Rechtspraak
Gerechtshof Arnhem-Leeuwarden (Locatie Arnhem), 22 juni 2020
ECLI:NL:GHARL:2020:4724
Feiten
Werknemer is sinds 8 september 2008 in dienst van Xerox. In de arbeidsovereenkomst is een geheimhoudingsclausule en een nevenactiviteitenbeding opgenomen. Binnen Xerox gelden verder Business Ethics-regels, die onder meer zijn vastgelegd in de gedragscode. Op 5 maart 2019 heeft werknemer een formele waarschuwing ontvangen, omdat hij zonder toestemming en medeweten van zijn manager ongeveer iedere drie maanden een overleg had met een partner van Xerox, terwijl hem duidelijk was dat dit niet was toegestaan. Werknemer was het niet eens met de waarschuwing en heeft hier per brief d.d. 6 maart 2019 uitgebreid op gereageerd. Op 10 april 2019 heeft Xerox aan werknemer medegedeeld dat het verbetertraject niet heeft geleid tot de noodzakelijke verbetering in zijn functioneren en dat Xerox de arbeidsovereenkomst met hem wenste te beëindigen vanwege onvoldoende functioneren. Tussen partijen is hierover geen overeenstemming bereikt. Bij brief d.d. 13 mei 2019 heeft Xerox werknemer op staande voet ontslagen.
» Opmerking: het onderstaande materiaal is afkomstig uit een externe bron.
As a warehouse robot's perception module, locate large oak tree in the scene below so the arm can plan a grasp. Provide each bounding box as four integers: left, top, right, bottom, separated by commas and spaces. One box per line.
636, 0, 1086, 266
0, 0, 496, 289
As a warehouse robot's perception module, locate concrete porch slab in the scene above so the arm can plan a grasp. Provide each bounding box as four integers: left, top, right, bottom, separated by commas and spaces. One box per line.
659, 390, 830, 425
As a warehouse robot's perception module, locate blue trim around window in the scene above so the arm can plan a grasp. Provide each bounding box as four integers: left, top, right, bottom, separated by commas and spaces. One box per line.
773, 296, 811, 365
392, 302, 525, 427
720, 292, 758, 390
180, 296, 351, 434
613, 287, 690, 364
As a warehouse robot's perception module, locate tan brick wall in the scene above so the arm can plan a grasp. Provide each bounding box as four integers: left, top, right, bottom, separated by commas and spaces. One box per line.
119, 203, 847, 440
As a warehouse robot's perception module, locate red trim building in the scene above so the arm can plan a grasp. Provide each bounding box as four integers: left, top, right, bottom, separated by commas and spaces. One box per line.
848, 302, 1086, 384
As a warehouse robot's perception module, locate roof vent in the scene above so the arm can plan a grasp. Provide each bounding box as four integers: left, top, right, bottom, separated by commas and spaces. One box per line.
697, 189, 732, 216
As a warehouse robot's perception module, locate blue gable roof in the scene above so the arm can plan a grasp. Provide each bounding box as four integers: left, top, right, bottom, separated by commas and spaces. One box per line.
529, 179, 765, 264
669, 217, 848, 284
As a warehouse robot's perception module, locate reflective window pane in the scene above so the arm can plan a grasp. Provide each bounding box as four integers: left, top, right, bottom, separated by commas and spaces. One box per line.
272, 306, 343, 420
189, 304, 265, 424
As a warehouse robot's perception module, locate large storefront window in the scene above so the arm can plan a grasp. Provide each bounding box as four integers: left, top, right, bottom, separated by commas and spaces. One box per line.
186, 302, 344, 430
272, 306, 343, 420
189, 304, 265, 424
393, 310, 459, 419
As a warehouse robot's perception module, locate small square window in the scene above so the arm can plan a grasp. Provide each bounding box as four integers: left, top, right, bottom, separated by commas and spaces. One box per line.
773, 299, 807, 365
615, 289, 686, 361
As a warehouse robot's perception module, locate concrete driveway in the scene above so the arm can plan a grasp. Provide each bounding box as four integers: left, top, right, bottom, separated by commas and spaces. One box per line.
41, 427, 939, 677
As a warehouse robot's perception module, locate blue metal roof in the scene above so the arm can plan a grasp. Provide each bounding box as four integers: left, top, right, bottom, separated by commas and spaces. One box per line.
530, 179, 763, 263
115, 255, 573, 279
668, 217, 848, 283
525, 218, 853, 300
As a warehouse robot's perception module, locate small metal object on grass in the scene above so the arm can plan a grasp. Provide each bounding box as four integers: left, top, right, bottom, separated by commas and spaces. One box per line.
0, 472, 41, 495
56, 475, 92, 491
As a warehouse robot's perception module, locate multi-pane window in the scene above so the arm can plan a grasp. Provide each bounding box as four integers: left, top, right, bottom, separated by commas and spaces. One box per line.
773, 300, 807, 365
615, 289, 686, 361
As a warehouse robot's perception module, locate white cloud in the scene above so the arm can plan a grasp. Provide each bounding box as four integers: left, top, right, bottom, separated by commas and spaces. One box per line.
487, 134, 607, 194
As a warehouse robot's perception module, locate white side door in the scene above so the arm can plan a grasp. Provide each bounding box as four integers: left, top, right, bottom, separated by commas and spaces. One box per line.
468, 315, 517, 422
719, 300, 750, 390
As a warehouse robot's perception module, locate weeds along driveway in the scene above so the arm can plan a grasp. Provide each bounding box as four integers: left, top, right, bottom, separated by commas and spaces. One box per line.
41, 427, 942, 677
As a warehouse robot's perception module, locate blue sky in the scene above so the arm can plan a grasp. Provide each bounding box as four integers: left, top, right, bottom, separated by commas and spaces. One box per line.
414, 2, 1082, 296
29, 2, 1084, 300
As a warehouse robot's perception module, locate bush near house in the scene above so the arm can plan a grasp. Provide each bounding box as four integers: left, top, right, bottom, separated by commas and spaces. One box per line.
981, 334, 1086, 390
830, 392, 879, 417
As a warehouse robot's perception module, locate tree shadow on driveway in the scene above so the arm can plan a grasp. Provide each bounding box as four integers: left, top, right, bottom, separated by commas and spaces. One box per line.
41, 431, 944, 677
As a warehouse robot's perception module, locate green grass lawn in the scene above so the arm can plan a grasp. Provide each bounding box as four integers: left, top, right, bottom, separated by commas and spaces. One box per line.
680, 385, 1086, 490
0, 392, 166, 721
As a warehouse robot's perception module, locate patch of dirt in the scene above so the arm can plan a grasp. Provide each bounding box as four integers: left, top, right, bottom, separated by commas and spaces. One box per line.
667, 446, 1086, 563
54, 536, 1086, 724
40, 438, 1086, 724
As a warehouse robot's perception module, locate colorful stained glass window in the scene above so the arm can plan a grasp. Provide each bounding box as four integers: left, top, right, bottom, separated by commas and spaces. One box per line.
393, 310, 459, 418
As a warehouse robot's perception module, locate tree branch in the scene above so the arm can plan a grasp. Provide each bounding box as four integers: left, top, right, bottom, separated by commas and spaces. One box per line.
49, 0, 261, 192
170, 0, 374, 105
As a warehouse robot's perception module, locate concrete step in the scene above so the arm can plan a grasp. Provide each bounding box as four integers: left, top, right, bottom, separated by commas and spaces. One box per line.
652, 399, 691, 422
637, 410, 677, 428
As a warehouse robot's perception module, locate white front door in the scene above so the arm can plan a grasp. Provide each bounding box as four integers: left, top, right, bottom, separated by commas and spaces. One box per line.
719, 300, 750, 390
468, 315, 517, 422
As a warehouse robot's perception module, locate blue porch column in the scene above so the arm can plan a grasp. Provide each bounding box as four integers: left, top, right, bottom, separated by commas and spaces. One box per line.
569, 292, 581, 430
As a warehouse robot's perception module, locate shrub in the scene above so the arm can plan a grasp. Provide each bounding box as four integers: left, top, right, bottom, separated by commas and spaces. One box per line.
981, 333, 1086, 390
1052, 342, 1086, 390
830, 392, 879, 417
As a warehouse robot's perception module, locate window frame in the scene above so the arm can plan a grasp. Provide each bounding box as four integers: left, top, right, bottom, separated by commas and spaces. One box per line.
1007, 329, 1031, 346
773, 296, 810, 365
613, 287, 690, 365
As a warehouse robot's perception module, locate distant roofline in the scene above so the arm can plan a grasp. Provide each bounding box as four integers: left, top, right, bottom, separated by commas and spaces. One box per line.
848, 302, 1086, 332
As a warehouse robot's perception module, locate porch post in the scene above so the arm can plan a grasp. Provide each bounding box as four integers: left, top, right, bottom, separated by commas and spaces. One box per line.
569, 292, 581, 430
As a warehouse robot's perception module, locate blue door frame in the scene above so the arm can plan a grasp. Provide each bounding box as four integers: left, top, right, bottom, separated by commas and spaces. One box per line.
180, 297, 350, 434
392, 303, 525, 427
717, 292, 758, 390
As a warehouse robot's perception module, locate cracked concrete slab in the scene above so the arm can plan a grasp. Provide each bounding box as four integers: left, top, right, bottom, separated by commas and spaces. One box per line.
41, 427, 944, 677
De kantonrechter heeft in de bestreden beschikking overwogen dat sprake is van een dringende reden, hierin bestaande dat werknemer gedurende de periode maart 2014 tot 27 maart 2019 op structurele wijze pincodes heeft verstrekt aan een privécontact van Q-Products, terwijl hem dat niet was toegestaan en hij daartoe niet bevoegd was en daarmee heeft gehandeld in strijd met de Business Ethics-regels van Xerox en het geheimhoudings- en nevenwerkzaamhedenbeding in zijn arbeidsovereenkomst. De kantonrechter heeft het ontslag op staande voet van 13 mei 2019 rechtsgeldig geoordeeld en de verzoeken van werknemer afgewezen. Werknemer komt op tegen de beschikking.
Oordeel
Het hof oordeelt dat werknemer verkeerd heeft gehandeld door zonder medeweten en toestemming van zijn leidinggevende gedurende een periode van ongeveer vijf jaar diensten te verlenen aan Q-Products, welke niet tot zijn werkterrein behoorden. Deze handelwijze levert, mede gelet op de bij Xerox geldende en intensief gehandhaafde gedragscode en de overige omstandigheden van het geval, een dringende reden op. Werknemer had zich van het verstrekken van pincodes aan Q-Products moeten onthouden: het was niet zijn werk om pincodes op te vragen en te verstrekken aan een niet rechtstreeks aan Xerox gelieerde partij. Het hof volgt Xerox niet in haar stelling dat het hier gaat om (geheime) vertrouwelijke bedrijfsinformatie. Dit betekent dat deze gedragingen verwijtbaar zijn, maar dat Xerox haar stelling dat deze (ook) een schending van de geheimhoudingsclausule uit de arbeidsovereenkomst opleveren onvoldoende heeft onderbouwd. Daarnaast had werknemer zich moeten onthouden van het verstrekken van prijsinformatie aan een tussenhandelaar, ook al was die informatie openbaar toegankelijk, nu dit niet behoorde tot het reguliere werk van werknemer. Dit geldt eveneens voor het verzoek tot een reparatie onder de garantie aan een collega. Dit bevond zich niet op zijn werkterrein, en hij had zich niet in die kwestie mogen mengen. Het verwijt van het afleggen van tegenstrijdige en ongeloofwaardige verklaringen treft geen doel, nu het verhaal dat werknemer heeft gedaan in grote lijnen hetzelfde is. Xerox verwijt werknemer wel met recht dat hij de onjuistheid van zijn gedrag niet inziet. De kantonrechter heeft de vorderingen van werknemer terecht afgewezen.